The authority relies on Regulation 32(2)(b)(ii) (Use of negotiated procedure without prior publication) of the Public Contracts Regulations 2015 namely: the services can only be provided by a particular economic operator, the incumbent supplier (CGI IT UK Limited), who has been providing the services forming the subject matter of this contract under a contract with the authority for the last 5 years three months which is due to expire on 30 November 2020, because competition is absent for technical reasons, and no reasonable alternative substitute exists and the absence of competition is not the result of an artificial narrowing down of the parameters of the procurement for the following reasons.
(a) no other supplier has the necessary technical knowledge and experience to provide the services, because
(i) most of the applications are bespoke and ‘heritage applications’ with many over 15 years old. The heritage applications are difficult to maintain because of their age and complexity and the extent to which they have been changed over the years and require very specialist technical knowledge and experience, e.g. skills/experience in using aged programming languages such as Fortran, COBOL, Pascal and C. The number of people with the skills, knowledge and experience to maintain and/or enhance them is limited outside CGI, which has developed significant knowledge and experience of how the applications were built and developed and how they operate and interface with each other; and
(ii) delivering the services relies on non-live development and test environments, and management access to the live environments, both to provide ongoing support and to undertake application development/enhancement. For a replacement supplier to provide the services, they would need access to the same/equivalent existing non-live development and test environments. To build and implement equivalent development and test environments would take around 12 months and be challenging, expensive and risky without the necessary application knowledge/experience. A replacement supplier would additionally need to establish infrastructure, connectivity and processes to allow secure management access to the live environments, e.g. to investigate maintenance issues or for boarding purposes i.e. to deploy new applications/code.

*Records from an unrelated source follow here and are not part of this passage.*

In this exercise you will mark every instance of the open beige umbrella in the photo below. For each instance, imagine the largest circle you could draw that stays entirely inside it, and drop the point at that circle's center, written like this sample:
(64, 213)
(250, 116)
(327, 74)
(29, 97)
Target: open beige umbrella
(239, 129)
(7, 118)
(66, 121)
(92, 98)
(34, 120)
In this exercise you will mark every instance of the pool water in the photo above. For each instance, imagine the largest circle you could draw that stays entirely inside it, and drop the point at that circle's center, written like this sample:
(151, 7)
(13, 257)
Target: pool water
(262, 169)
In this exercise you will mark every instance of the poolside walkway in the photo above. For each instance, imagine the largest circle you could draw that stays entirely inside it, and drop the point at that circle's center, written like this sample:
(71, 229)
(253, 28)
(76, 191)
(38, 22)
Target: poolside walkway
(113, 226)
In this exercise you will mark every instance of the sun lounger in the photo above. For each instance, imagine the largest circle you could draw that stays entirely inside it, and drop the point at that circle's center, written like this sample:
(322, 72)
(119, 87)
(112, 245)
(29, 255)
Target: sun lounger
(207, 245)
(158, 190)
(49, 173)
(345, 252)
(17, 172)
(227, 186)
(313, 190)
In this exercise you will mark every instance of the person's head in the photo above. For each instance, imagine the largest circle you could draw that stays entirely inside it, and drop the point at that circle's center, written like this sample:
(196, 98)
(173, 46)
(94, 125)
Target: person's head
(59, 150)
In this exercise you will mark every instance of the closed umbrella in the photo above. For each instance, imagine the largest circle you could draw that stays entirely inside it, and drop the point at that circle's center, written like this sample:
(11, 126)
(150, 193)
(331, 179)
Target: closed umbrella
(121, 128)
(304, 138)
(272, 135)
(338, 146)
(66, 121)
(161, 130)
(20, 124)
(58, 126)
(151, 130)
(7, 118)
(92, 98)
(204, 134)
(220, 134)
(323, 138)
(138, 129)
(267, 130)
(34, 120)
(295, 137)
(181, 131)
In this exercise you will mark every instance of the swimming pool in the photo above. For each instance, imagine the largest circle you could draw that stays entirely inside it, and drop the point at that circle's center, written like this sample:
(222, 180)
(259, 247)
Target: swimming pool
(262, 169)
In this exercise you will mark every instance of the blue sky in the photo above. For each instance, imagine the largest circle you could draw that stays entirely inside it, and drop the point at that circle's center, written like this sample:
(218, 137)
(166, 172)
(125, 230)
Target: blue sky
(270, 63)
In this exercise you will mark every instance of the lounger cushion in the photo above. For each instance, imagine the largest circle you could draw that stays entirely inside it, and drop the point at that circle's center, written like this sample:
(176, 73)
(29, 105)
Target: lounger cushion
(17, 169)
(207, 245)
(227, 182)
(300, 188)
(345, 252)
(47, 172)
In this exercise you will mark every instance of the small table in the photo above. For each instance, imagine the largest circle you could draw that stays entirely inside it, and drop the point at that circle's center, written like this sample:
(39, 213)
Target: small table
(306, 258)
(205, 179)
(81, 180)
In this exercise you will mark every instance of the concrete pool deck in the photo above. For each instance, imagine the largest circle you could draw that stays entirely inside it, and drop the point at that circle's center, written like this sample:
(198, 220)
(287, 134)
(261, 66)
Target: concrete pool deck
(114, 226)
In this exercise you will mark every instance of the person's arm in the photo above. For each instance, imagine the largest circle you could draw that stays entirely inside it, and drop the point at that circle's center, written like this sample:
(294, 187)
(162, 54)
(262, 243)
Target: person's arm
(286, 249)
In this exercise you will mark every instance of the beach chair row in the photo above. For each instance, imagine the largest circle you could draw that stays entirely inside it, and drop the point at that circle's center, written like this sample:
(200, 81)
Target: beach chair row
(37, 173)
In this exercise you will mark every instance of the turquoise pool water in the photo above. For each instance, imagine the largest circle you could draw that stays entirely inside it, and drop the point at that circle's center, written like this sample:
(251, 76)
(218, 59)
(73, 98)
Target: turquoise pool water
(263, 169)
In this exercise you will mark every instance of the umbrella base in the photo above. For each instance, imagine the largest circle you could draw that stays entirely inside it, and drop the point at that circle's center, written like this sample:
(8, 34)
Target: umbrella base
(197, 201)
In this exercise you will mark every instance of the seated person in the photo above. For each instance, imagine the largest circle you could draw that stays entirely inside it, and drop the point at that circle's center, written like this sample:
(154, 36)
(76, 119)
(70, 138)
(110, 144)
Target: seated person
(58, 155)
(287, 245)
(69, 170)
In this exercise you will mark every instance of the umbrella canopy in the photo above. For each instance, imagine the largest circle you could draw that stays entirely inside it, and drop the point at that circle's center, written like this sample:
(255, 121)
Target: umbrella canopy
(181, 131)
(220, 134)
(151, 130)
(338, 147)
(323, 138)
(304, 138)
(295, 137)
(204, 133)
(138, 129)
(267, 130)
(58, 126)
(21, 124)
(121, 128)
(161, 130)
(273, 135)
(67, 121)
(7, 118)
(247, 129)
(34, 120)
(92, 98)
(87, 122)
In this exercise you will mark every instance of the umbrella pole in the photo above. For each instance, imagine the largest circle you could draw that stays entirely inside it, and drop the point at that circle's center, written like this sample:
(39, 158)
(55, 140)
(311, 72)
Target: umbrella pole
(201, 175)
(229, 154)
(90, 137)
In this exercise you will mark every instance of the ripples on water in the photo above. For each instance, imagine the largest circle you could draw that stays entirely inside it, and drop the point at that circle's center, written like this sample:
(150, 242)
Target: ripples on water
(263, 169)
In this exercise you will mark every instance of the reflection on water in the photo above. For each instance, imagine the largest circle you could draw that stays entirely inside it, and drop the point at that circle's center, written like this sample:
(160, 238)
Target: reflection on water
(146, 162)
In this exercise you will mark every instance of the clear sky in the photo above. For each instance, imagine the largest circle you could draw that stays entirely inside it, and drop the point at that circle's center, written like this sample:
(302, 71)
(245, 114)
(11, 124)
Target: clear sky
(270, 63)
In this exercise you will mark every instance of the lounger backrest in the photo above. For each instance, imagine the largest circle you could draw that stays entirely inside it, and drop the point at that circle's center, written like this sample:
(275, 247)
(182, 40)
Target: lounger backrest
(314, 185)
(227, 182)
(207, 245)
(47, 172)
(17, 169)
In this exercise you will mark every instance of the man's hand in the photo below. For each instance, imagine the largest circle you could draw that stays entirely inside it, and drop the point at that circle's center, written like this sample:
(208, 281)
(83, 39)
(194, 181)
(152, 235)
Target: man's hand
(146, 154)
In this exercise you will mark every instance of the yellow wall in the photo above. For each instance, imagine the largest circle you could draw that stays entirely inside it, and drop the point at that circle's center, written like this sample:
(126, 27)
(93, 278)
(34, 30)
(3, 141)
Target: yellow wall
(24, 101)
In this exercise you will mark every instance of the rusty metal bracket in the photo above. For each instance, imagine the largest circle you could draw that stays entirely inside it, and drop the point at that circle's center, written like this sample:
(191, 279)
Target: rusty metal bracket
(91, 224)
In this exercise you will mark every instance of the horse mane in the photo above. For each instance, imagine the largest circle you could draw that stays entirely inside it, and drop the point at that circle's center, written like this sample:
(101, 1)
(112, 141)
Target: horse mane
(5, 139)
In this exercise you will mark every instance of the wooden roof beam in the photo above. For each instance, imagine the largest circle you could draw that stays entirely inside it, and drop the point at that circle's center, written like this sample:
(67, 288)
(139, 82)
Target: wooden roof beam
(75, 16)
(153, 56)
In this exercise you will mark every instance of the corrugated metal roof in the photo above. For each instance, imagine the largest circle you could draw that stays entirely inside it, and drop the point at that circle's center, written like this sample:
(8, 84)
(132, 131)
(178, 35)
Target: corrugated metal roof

(b) even if it was theoretically possible that another supplier did have the necessary technical knowledge/experience, which the authority does not consider to be the case, it is estimated to take a minimum of 18-24 months for a procurement to be run and any replacement supplier to be able to deliver the services (6 to 12 months to run a competition to award to another supplier depending on the route/process and around 12 months to transition) whereas the services are required from 1 December 2020.